La ville de Luxembourg appartiendra au premier rang, représentant le quatrième du tarif général B.

Celles de Diekirch, Echternach, Grevenmacher, Remich et Wiltz formeront le second rang, représentant le cinquième du même tarif; la ville de Vianden et les communes rurales le troisième, représentant le sixième et dernier.

Art. 4.

Le droit sur diverses professions est modifié conformément au tableau litt. C ci-annexé.

Art. 5.

Les marchands ambulans repris au tableau n° 7, annexé à la loi du 21 mai 1819, seront cotises d'après le tableau litt. D, également joint à la présente.
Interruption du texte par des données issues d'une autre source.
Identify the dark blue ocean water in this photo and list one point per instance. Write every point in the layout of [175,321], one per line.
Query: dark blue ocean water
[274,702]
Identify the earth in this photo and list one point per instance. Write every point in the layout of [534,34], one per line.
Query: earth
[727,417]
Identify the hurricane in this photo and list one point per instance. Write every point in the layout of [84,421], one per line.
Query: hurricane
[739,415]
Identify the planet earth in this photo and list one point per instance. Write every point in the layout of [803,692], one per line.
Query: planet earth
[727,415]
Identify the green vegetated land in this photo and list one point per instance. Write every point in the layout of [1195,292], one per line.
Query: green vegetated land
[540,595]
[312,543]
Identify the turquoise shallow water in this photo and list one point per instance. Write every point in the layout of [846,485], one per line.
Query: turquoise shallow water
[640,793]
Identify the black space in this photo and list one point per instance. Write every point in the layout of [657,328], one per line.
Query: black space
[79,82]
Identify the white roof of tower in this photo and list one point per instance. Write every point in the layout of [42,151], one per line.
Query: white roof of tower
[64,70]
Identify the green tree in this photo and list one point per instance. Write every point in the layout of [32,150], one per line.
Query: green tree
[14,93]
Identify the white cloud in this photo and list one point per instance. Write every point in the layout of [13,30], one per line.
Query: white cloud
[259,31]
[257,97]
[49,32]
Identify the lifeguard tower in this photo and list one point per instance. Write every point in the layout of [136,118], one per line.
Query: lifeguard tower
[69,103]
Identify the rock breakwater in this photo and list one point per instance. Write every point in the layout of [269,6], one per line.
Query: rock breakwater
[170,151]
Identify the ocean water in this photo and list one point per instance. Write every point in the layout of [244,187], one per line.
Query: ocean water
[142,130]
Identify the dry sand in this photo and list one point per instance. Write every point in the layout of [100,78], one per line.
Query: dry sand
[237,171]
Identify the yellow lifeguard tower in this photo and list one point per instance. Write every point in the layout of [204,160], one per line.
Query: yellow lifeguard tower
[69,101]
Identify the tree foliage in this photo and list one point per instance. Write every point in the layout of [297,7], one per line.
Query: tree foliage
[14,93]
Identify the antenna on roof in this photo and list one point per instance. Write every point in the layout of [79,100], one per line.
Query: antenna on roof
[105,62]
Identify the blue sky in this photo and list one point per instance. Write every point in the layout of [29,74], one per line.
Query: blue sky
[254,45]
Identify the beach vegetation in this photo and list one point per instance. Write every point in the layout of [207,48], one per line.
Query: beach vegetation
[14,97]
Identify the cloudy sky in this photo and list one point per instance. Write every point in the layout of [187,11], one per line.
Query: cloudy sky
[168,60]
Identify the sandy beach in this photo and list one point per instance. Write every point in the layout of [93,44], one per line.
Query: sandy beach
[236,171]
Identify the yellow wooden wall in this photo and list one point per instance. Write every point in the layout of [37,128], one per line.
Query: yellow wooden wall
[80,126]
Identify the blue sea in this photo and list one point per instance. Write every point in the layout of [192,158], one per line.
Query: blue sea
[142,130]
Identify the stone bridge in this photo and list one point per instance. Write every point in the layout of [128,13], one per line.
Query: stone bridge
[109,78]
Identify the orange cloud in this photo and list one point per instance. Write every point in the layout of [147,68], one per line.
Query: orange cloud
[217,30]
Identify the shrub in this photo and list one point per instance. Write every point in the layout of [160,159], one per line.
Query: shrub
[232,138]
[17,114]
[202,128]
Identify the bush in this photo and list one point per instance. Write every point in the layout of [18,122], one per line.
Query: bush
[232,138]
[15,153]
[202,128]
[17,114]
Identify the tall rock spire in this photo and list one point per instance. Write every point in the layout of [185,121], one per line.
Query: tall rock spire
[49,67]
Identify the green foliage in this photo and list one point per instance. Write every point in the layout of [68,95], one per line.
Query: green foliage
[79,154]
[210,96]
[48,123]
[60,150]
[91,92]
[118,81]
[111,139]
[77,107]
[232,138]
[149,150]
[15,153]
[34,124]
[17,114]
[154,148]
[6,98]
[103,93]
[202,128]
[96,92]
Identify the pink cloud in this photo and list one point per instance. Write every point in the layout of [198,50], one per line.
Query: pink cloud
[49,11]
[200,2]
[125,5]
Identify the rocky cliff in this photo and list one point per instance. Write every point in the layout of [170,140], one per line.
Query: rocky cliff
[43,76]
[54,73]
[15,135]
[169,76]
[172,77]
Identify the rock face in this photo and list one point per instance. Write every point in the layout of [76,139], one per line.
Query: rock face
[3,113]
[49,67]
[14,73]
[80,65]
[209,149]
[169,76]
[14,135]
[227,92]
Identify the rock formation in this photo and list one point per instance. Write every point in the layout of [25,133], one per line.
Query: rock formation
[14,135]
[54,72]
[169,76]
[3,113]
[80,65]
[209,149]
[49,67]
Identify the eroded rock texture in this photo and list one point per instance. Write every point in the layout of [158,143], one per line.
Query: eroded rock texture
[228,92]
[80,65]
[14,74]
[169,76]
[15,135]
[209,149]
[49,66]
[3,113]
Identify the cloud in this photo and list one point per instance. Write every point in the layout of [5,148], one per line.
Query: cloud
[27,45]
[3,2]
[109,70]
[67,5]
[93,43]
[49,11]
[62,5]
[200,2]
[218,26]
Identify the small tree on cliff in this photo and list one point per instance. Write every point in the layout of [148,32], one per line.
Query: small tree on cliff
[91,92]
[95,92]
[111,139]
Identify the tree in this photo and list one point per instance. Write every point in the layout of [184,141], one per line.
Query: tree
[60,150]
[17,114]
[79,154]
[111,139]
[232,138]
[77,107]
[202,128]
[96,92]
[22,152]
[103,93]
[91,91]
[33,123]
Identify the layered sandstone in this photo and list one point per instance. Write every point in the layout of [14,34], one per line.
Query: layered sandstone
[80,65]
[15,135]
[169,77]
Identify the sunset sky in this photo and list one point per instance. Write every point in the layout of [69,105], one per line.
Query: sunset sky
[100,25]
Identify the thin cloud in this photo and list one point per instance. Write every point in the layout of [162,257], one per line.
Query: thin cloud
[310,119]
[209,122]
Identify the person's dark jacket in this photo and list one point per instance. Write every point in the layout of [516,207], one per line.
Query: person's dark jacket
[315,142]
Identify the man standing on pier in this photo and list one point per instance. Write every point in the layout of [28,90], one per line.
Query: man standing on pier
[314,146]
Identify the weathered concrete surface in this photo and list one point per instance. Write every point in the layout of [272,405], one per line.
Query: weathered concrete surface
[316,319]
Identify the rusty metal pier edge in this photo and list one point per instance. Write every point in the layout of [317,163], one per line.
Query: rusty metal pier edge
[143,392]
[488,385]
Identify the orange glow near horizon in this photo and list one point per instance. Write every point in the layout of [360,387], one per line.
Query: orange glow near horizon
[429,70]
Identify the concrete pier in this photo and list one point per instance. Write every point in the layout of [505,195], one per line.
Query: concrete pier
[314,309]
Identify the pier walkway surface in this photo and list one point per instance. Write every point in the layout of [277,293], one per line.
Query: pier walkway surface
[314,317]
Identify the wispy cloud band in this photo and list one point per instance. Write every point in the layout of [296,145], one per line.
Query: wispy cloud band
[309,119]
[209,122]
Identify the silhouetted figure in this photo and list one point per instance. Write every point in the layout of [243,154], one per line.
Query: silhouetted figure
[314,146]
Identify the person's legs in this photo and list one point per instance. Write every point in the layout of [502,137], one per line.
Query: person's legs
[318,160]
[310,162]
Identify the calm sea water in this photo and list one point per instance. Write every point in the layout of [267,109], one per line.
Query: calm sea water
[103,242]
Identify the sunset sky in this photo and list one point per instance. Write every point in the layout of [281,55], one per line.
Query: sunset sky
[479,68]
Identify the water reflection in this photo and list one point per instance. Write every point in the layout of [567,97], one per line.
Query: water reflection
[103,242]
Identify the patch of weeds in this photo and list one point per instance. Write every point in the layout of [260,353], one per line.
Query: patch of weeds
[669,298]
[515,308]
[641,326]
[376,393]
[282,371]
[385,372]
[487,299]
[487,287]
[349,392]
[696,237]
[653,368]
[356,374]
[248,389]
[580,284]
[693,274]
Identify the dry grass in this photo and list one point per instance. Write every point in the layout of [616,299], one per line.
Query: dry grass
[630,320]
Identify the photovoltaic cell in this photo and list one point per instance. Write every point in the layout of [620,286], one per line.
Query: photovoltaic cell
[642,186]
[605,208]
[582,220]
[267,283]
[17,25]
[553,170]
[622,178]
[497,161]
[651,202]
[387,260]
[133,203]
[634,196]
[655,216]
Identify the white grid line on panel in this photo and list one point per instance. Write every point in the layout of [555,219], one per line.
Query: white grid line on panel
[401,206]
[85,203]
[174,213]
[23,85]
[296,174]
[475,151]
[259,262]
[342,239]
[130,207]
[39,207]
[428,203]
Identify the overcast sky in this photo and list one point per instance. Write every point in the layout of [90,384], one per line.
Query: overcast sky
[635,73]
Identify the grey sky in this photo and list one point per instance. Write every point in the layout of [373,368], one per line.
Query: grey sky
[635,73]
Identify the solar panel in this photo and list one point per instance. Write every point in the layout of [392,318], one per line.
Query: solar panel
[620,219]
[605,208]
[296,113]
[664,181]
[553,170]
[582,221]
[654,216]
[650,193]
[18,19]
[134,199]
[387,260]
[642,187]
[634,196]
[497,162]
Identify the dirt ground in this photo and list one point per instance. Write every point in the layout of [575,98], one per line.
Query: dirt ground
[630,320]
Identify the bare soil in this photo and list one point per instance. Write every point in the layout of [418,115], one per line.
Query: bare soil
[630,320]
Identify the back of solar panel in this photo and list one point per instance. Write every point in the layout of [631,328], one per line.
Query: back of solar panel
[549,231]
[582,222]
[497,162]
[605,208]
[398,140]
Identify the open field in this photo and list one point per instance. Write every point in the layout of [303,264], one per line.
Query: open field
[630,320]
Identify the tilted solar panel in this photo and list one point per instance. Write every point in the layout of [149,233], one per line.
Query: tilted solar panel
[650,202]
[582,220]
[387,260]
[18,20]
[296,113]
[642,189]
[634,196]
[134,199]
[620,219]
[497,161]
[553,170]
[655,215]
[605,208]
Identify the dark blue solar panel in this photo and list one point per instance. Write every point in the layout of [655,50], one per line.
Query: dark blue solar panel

Indépendamment des dispositions que renferme ce tableau, ceux qui exercent le colportage sont, en outre, soumis aux formalités de police suivantes, savoir:

1.

Les colporteurs indigènes, trafiquant hors de leur résidence, devront être porteurs, à défaut de passeport, d'un certificat de bonne conduite, délivré par le bourgmestre de leur domicile, contenant leur signalement, certificat qui devra être renouvelé chaque année, ou revêtu d'un nouveau visa.Ils représenteront ce certificat, lorsqu'ils en seront requis, aux employés de l'administration aussi bien qu'aux agents de la sûreté publique, sous peine d'une amende de cinq florins, pour absence de non-production de cette pièce, amende dont il sera disposé conformément à l'article 38 de la loi.Ne seront considérés comme indigènes, pour l'application du droit de patente, que ceux qui auront un domicile réel dans le pays, depuis au moins un an.Il ne sera délivré de patente aux étrangers, que sur la représentation d'un passeport en due forme. Le colporteur étranger qui en serait dépourvu, pourra, indépendamment des peines encourues pour défaut de patente, le cas échéant, être arrêté par les employés de l'administration, pour être mis à la disposition de l'autorité judiciaire.

2.

L'étranger constitué en contravention, qui ne pourra satisfaire aux droits, frais et amende encourus, subira un emprisonnement de quinze jours, sera mis, à cet effet, en état d'arrestation, de la manière indiquée par l'arrêté du 3 juillet 1824, n° 42.

Art. 6.

L'art. 31 de la même loi, concernant l'obligation mentionner la patente dans les actes publics, ou la produire à l'appui, est rapporté.

Art. 7.

La perception de 7 ½ cents, à payer en sus du droit de timbre de la patente, aux termes de l'art. de la loi du 21 mai 1819, est supprimée.

Art. 8.

Les 36 cents additionnels ajoutés au principal de l'impôt, par l'art. 3, comprenant un centième pour l'encouragement de l'instruction primaire, ce centième continuera à recevoir cette affectations péciale, quel effet il sera prélevé sur le produit de l'impôt.

Art. 9.

L'additionnel précité de 36 p. % comprenant également dix centièmes, destinés à couvrir les cotes irrécouvrables, le montant de celles-ci sera imputé sur le produit brut de l'impôt.

Art. 10.

La présente loi sera exécutoire à partir du premier janvier prochain.

Mandons et ordonnons que la présente loi soit insérée au Mémorial législatif et administratif du Grand-Duché de Luxembourg, pour être exécutée et observée par tous ceux que la chose concerne.

Pour expédition conforme:Le Chancelier d'État par intérim,DE BLOCHAUSEN.

La Haye, le 27 décembre 1842.Signé, GUILLAUME.